So if what you're saying is right, that would be just another reason for most small companies to avoid Amazon. If you're wrong, other comments in this thread have also given a good reason for small companies to avoid Amazon.




Huh? It's totally transparent AND you can get a better deal if you pick up the phone and negotiate. They'll ask you to sign a commitment and (unenforceable) exclusivity clause.

Some people even take that "confidential" offer letter for volume pricing and shop it around to other cloud providers. Shocker!


I have trouble believing that this is actually true.
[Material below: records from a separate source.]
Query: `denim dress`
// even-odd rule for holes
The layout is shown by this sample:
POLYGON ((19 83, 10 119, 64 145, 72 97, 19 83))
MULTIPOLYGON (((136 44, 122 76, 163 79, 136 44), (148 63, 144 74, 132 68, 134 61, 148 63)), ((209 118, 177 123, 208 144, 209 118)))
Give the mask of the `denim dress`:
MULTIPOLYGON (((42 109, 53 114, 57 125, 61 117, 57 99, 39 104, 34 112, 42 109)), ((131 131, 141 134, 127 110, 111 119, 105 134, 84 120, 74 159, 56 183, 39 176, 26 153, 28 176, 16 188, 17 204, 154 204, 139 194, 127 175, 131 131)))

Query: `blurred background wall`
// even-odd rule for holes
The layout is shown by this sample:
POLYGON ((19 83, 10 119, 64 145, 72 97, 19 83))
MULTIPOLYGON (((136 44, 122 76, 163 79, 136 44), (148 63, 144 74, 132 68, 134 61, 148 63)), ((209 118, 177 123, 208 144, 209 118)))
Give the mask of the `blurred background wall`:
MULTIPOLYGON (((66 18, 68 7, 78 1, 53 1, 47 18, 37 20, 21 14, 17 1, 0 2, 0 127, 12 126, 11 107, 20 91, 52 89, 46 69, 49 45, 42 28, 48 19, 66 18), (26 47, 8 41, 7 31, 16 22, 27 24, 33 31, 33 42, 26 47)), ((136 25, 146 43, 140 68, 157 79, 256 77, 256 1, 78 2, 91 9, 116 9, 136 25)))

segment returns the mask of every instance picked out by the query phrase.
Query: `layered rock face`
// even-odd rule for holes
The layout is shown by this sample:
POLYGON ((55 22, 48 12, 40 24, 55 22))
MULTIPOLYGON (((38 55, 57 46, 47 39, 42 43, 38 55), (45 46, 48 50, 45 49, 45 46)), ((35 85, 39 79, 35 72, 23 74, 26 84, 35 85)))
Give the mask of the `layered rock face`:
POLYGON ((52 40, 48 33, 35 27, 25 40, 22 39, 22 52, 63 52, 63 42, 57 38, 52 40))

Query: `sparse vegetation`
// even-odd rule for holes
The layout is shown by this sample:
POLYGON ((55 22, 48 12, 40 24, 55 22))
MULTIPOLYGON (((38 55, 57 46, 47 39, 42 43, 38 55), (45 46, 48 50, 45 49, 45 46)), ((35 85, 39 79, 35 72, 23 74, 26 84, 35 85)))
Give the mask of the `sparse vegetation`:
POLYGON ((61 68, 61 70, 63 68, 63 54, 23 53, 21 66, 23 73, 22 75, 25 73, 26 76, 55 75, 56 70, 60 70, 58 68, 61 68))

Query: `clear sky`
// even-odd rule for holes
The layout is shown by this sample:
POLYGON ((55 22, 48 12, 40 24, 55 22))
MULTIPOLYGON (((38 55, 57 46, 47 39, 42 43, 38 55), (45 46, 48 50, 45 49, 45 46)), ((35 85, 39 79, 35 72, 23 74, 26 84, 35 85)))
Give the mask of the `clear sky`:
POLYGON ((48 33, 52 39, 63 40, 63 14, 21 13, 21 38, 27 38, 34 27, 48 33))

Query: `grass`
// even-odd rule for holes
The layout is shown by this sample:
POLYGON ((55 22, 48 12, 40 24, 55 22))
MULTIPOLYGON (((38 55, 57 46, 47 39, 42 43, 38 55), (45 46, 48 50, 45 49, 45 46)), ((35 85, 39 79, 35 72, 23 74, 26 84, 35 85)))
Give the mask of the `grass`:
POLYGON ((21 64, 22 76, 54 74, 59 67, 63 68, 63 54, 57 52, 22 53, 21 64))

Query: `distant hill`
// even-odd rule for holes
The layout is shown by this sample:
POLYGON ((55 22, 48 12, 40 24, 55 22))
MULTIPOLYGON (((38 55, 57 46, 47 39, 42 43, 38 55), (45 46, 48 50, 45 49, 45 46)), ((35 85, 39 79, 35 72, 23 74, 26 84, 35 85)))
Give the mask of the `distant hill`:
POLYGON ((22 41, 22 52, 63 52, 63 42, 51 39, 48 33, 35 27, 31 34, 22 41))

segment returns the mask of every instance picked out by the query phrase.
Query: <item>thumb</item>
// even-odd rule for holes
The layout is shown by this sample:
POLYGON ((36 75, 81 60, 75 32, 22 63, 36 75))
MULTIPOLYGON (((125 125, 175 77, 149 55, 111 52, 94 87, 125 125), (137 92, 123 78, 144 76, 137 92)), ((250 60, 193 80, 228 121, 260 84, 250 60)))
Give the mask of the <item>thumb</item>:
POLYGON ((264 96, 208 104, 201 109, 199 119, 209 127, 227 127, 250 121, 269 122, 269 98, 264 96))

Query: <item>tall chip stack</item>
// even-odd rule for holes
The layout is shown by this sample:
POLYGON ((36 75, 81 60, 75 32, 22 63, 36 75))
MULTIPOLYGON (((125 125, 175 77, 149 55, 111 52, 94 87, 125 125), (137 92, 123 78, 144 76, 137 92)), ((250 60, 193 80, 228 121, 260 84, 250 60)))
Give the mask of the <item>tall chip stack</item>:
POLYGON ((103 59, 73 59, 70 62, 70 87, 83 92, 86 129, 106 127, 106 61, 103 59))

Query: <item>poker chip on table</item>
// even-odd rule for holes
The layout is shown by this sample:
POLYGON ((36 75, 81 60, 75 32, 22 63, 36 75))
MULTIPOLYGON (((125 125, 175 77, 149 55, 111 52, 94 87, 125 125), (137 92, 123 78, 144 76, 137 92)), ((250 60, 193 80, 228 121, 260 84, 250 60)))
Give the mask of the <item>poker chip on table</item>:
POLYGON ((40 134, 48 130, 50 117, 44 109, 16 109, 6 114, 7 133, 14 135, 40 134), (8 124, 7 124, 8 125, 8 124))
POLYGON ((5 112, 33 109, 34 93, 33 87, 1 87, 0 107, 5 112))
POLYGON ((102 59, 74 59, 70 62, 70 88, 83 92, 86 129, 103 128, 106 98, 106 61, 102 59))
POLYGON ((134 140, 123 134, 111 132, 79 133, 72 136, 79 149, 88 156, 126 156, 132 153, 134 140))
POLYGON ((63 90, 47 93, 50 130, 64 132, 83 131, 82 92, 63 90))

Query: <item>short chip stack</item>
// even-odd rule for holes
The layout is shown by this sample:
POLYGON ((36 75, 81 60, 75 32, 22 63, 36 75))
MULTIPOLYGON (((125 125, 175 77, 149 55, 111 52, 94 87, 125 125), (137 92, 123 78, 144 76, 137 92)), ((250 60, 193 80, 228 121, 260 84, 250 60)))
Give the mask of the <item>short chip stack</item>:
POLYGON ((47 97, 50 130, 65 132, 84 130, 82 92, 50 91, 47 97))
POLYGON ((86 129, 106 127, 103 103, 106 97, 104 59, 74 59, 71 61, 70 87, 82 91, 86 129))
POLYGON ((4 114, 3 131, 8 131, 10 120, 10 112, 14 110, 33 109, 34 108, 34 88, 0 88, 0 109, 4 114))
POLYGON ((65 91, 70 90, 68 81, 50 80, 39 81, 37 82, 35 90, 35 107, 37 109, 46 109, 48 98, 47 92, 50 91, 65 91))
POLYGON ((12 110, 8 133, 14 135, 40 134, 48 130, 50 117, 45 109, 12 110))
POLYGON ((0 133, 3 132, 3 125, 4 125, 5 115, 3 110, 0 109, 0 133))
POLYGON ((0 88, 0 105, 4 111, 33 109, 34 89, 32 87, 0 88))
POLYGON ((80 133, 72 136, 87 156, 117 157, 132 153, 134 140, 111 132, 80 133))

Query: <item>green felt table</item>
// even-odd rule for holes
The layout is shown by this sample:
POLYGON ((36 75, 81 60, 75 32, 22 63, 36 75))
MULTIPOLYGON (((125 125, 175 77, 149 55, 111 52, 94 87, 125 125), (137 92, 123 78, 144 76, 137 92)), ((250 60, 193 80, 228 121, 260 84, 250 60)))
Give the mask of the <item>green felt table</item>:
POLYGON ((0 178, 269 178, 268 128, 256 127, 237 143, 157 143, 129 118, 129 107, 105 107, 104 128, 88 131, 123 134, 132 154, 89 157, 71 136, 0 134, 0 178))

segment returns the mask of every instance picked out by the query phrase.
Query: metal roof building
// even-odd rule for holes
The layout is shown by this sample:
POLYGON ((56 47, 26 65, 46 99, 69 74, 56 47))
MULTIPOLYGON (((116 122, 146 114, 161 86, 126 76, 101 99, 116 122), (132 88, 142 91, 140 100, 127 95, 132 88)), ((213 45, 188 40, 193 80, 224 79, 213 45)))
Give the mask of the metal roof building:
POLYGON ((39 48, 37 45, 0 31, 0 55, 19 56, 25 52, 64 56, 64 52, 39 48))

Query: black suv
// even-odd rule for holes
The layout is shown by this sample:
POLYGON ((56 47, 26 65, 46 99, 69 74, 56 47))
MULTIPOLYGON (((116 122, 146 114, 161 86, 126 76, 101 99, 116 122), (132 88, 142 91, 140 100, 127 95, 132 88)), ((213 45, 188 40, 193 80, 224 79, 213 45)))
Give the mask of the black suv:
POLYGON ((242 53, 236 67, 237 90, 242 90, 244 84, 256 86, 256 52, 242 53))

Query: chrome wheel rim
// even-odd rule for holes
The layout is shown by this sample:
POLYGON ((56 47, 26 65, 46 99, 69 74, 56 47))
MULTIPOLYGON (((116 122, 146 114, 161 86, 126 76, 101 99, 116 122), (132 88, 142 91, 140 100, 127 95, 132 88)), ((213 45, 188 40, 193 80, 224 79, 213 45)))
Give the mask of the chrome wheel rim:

I say this as a customer who spends a half million a month with AWS (and that spending is rapidly increasing).

There are some growth incentives (eg, prepay $3MM for next year, get 6% off all services), and there are some tiered savings (e.g. 5% off on more than $500k of RIs in a single region), but I've never seen a plausible, verifiable incident of people successfully negotiating AWS rates downward.

Do you have any evidence of this at all?


"You agree that the existence and terms of this Addendum and the Private Pricing Program are not publicly known and constitute AWS Confidential Information under the Agreement."

Maybe they're milking your investors. Maybe you've built some absurd contraption that they know you won't be able to move elsewhere. Or maybe you need to hire a better negotiator.


That text matches what we got from a growth commitment that included a pretty modest discount.

Given that we couldn't get it; and that nobody from our company's entire VC network could get it; and that nobody on my CTO email list could get it... I'm going to continue thinking that the anonymous HN commenter is talking out of his ass.

But if you can prove me wrong, I'd be thrilled to be wrong.


"the anonymous HN commenter is talking out of his ass"

Anonymous commenter versus 11-hour old throwaway account... who wins?

Looking at a few words in your rebuttal above and combining it with the tone you're using, I can come up with quite a few reasons you might not have gotten the discount you sought.

I'd suggest you put down the "CTO email list" and let an actual business person handle this for you. Handshakes and existing relationships still matter in this world. Good luck!


If you're going to complain about tone; don't be a rude son of a bitch in the first place.

That said, no point in arguing further with a liar and/or troll. You're not getting 10x discounts on your AWS bill. You're not fooling me or anybody else.


I can't even get my head around paying $500,000/month--for anything. I'm really out of this new economy.

What would use this much computing power, besides bitcoin mining, or popular top 100 site? Maybe an online game? Just curious.


The median AWS based SaaS company spends around 6% of their revenue on AWS. (this compares to a median of 7% for those who choose to manage their own servers).

As such, $500k/mo isn't a terribly elite club. Essentially every SaaS company that does more than $10MM/mo of revenue is spending as much or more than we are.


You don't think any traditional economy companies pay $500k a month for anything? How much do you think airlines spend on fuel a month for example?


Do people really think AWS got to be a 10 billion dollar business by hosting node.js to garage door opener gateways?

When situations like this come up I always suggest people read the history of Western Electric. Talk about scale!